Face au réchauffement galopant et à la disparition de la biodiversité, les systèmes alimentaires cherchent à se réinventer. Mais pour le rapporteur spécial de l'ONU Olivier De Schutter, c'est jusqu'au cœur de nos modes de vie que doit s'opérer la mutation.

Haro sur la malbouffe qui dégrade la santé, détruit la biodiversité et contribue au réchauffement climatique: une révolution serait-elle en cours dans nos assiettes? La demande d’aliments bio connaît une croissance à deux chiffres depuis plusieurs années, et la consommation de produits de saison, frais et tant que possible locaux a le vent en poupe. La niche peut-elle devenir la norme? Olivier De Schutter le pense. Le rapporteur spécial de l’ONU, sur le droit à l’alimentation naguère, sur l’extrême pauvreté aujourd’hui, observe avec un espoir prudent l’amorce d’une mutation qui s'annonce profonde.

De tendance marginale il y a dix ans, la consommation d’aliments bio et locaux est devenue une tendance de fond. Mais peut-elle sortir de l'état de niche?

Je vois trois grands défis. D’abord, c’est la démocratisation du bio. Il faut le rendre abordable pour tous, en évitant que les prix continuent de mentir. Tant qu’on n’obligera pas l’agriculture conventionnelle à internaliser ses coûts sociaux et environnementaux, le combat restera très inégal. Le deuxième défi, c’est celui de la distribution. Le bio est encore un marché de niche parce que les circuits de distribution restent souvent spécialisés - on a des magasins bio qui font une marge importante parce qu’ils font moins d’économies d’échelle. Enfin, le bio doit poursuivre sa mue pour devenir vraiment durable. Aujourd’hui, il répond à un cahier des charges – en gros l’interdiction d’utilisation d’intrants chimiques – qui ne tient pas compte d’autres attentes des consommateurs: le bio industriel, en monocultures, produit sur de vastes surfaces et traversant des longues distances pour aller du producteur au consommateur n’est pas durable.

Comment arrêter de "faire mentir les prix" tout en démocratisant une meilleure alimentation?

Au lieu de ça, on a une économie alimentaire où les grands acteurs agro-industriels, qui font voyager des produits alimentaires sur des longues distances et qui font de la valeur ajoutée par la transformation des matières premières agricoles, encouragent les consommateurs à manger des aliments transformés et nocifs pour la santé. Il faut en sortir.

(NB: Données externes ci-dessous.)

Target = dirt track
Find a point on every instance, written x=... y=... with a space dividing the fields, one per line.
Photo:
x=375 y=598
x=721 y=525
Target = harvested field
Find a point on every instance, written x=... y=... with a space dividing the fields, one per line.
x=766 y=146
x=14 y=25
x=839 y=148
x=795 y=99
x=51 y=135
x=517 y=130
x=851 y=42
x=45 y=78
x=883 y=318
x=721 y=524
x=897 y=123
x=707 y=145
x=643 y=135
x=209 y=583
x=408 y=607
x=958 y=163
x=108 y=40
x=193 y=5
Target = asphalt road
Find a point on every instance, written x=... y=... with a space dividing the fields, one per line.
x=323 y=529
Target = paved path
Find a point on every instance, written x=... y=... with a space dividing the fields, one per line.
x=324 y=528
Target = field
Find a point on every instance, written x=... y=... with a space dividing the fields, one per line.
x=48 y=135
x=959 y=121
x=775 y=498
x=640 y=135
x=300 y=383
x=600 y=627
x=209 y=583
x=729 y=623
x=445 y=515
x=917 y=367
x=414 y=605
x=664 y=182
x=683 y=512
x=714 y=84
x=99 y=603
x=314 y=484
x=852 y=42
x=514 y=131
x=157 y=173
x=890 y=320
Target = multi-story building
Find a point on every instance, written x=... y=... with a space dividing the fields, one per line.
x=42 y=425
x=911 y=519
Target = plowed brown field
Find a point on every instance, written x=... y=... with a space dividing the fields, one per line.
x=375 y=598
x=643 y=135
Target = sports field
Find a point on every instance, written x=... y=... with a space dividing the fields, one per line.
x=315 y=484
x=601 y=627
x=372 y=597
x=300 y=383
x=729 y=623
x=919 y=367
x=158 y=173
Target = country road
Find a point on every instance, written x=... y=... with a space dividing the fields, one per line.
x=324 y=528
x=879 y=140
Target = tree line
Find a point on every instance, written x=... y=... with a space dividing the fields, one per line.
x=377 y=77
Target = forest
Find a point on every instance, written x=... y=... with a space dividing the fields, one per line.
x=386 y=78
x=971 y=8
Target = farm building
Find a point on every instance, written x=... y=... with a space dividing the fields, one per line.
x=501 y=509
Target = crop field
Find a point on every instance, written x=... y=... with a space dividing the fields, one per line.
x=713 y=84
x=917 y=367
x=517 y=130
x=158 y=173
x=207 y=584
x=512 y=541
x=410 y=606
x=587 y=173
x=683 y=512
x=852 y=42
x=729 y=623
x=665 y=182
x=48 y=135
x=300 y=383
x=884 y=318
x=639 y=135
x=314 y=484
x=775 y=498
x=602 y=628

Décourager les pratiques non durables ne suffit pas, il faut surtout soutenir les pratiques vertueuses. Démocratiser le bio, cela signifie augmenter les aides à la conversion vers le bio: garantir le maintien des revenus des agriculteurs au cours des trois-quatre années qu’il faut pour passer du conventionnel au bio serait une grande avancée. Cela signifie aussi développer une logistique de transformation beaucoup plus décentralisée, reliant par des chaînes plus courtes, plus directes, le producteur au consommateur.

Mais ça n’amènerait pas les prix du bio au niveau que permet l’agriculture extensive. Faut-il se faire à l’idée que les prix de l’alimentation sont voués à augmenter? Et n’est-ce pas dangereux pour ceux qui peinent à la fin du mois?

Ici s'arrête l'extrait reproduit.